- Dorothy M. Healy in 1988
- Born: Dorothy Estelle Murphy March 21, 1914 Boothbay, Maine
- Died: October 16, 1990 (aged 76) Portland, Maine
- Occupations: English professor; collections curator
- Known for: Co-founder and curator of the Maine Women Writers Collection
- Spouse: John Vincent Healy
- Children: 3
- Awards: Maine Women's Hall of Fame, 1993

Academic background
- Education: Bachelor's degree, Boston University, 1936

Academic work
- Discipline: English literature
- Institutions: Westbrook College

= Dorothy M. Healy =

American English professor and historian (1914–1990)

Dorothy Murphy Healy (March 21, 1914 – October 16, 1990) was an American educator, historian, and curator. She was Professor of English Literature at Westbrook College, Portland, Maine, where she also served in various administrative capacities. In 1959 she co-founded the Maine Women Writers Collection at the college and built the collection into one of over 4,000 volumes by the time of her death in 1990. She was posthumously inducted into the Maine Women's Hall of Fame in 1993.

==Early life and education==
Dorothy Estelle Murphy was born in Boothbay, Maine, to Samuel Murphy and his wife, Abbie Gamage Murphy. She attended public school in Lynn, Massachusetts, and graduated from Boston University in 1936.

==Career==
After graduation, Murphy secured a position as an English literature instructor at Westbrook Junior College in Portland, Maine. She remained at the college for over five decades, teaching composition and literature and also working in administration, including the posts of director of development and administrative assistant to the president.

Healy compiled historical data on the college, leading to her creation of the Presidents of Westbrook College Collection, which consists of memos, correspondence, and mentions about the presidents in publications and websites from the inception of the college in 1834 until 1996.

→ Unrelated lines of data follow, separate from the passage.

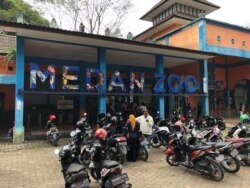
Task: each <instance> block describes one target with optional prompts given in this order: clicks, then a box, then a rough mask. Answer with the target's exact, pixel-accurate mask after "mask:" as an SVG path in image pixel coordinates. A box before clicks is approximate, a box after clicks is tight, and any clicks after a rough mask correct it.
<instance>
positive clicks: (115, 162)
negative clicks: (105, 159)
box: [103, 160, 120, 168]
mask: <svg viewBox="0 0 250 188" xmlns="http://www.w3.org/2000/svg"><path fill="white" fill-rule="evenodd" d="M118 165H120V163H118V162H117V161H111V160H105V161H104V162H103V167H104V168H113V167H116V166H118Z"/></svg>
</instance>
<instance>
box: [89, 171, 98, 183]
mask: <svg viewBox="0 0 250 188" xmlns="http://www.w3.org/2000/svg"><path fill="white" fill-rule="evenodd" d="M90 174H91V176H92V178H94V179H95V180H98V177H97V174H96V171H95V169H94V168H91V169H90Z"/></svg>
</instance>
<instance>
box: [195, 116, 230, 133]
mask: <svg viewBox="0 0 250 188" xmlns="http://www.w3.org/2000/svg"><path fill="white" fill-rule="evenodd" d="M195 124H196V127H197V128H198V129H202V128H207V127H214V126H216V125H217V126H218V128H219V129H220V130H222V131H223V130H225V129H226V124H225V120H224V118H223V117H216V118H214V117H212V116H202V118H201V119H199V120H196V121H195Z"/></svg>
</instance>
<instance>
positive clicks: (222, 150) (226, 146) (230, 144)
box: [205, 142, 242, 173]
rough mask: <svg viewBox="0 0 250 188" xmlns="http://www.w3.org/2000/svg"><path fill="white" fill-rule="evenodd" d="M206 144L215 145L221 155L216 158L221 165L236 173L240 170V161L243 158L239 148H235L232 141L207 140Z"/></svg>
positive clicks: (229, 170) (229, 171)
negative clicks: (227, 141)
mask: <svg viewBox="0 0 250 188" xmlns="http://www.w3.org/2000/svg"><path fill="white" fill-rule="evenodd" d="M205 145H213V146H215V147H216V150H217V151H218V152H219V153H220V156H218V157H216V158H215V160H217V162H218V163H219V164H220V165H221V167H222V168H223V169H224V170H225V171H227V172H229V173H236V172H238V171H239V170H240V161H241V160H242V159H241V157H240V155H239V152H238V150H237V149H233V145H232V143H231V142H218V143H214V142H205Z"/></svg>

I don't think there is any state in the union that has such creative women as Maine does.
— –Dorothy Healy

The idea for the Maine Women Writers Collection was sparked by a 1959 field trip taken by Healy and her colleague, Grace A. Dow, professor of literature at Westbrook, with their students, to view the Thomas Harding collection at Colby College. Dow suggested to Healy that they start their own collection of Maine women writers, and the idea was approved by Edward Blewett, Westbrook president. The collection received a $400 budget and its first acquisition was a volume donated by the Healys from their personal library: A Few Figs from Thistles: Poems and Sonnets by Edna St. Vincent Millay, a native of Rockland, Maine. Dow curated the collection until 1967, after which Healy took over as curator until her death in 1990. Seeking "novels, stories, diaries, journals, letters and memorabilia" of both well-known and obscure authors, Healy made connections with writers, collectors, and book dealers throughout New England. By the time of her death, the collection housed over 4,000 volumes by more than 400 Maine women writers and 200 related authors. The collection has continued to expand and, as of 2010, is a repository for over 8,000 volumes by more than 500 Maine writers.

Healy also conducted 50 to 60 public lectures annually based on material housed in the collection, and convened conferences, book debuts, and literary receptions at the collection's home in Westbrook College. In the course of her work, she befriended numerous Maine women writers, including May Sarton and Mary Ellen Chase. As a result of her personal connection with Healy, Sarton gifted her poetry library to the Maine Women Writers Collection.

==Other activities==
Healy and her husband purchased the Bald Hill turkey farm in New Gloucester, Maine, in 1943. By 1949, they were raising an average of 3,000 turkeys annually, along with 800 pheasants and 50 Chukar partridges. They operated the farm until 1973, when failing health forced her husband to retire from the enterprise. In 1948 she was elected secretary of the Maine Turkey Growers Association, and in 1949, secretary and treasurer.

==Awards and honors==
Westbrook College honored Healy with several awards and recognition, including the designation of Dorothy Healy Day in 1975, the Woman of Achievement Award in 1984, and the Dorothy Healy Scholarship Award. She received a Distinguished Service Award from Boston University in 1987 and an Achievement Citation Award from the Maine chapter of the American Association of University Women in 1990. She was posthumously inducted into the Maine Women's Hall of Fame in 1993.

After her death in 1990, the Dorothy M. Healy Professorship was endowed by Healy's long-time friend, philanthropist John Payson. Originally a visiting professorship, in 2007 it became a full-time faculty position in the Department of English at the University of New England (which merged with Westbrook College in 1996), combined with directorship of the Maine Women Writers Collection.

==Personal life==
In October 1938 she married John Vincent Healy (1911–1979), a poet and literary critic. They had two sons and a daughter. Their youngest son, Thomas, committed suicide at the age of 26.

She died on October 16, 1990.

The Dorothy M. Healy Collection, 1900–1987, containing her notes and records of the history of the Westbrook College campus, is housed at the University of New England.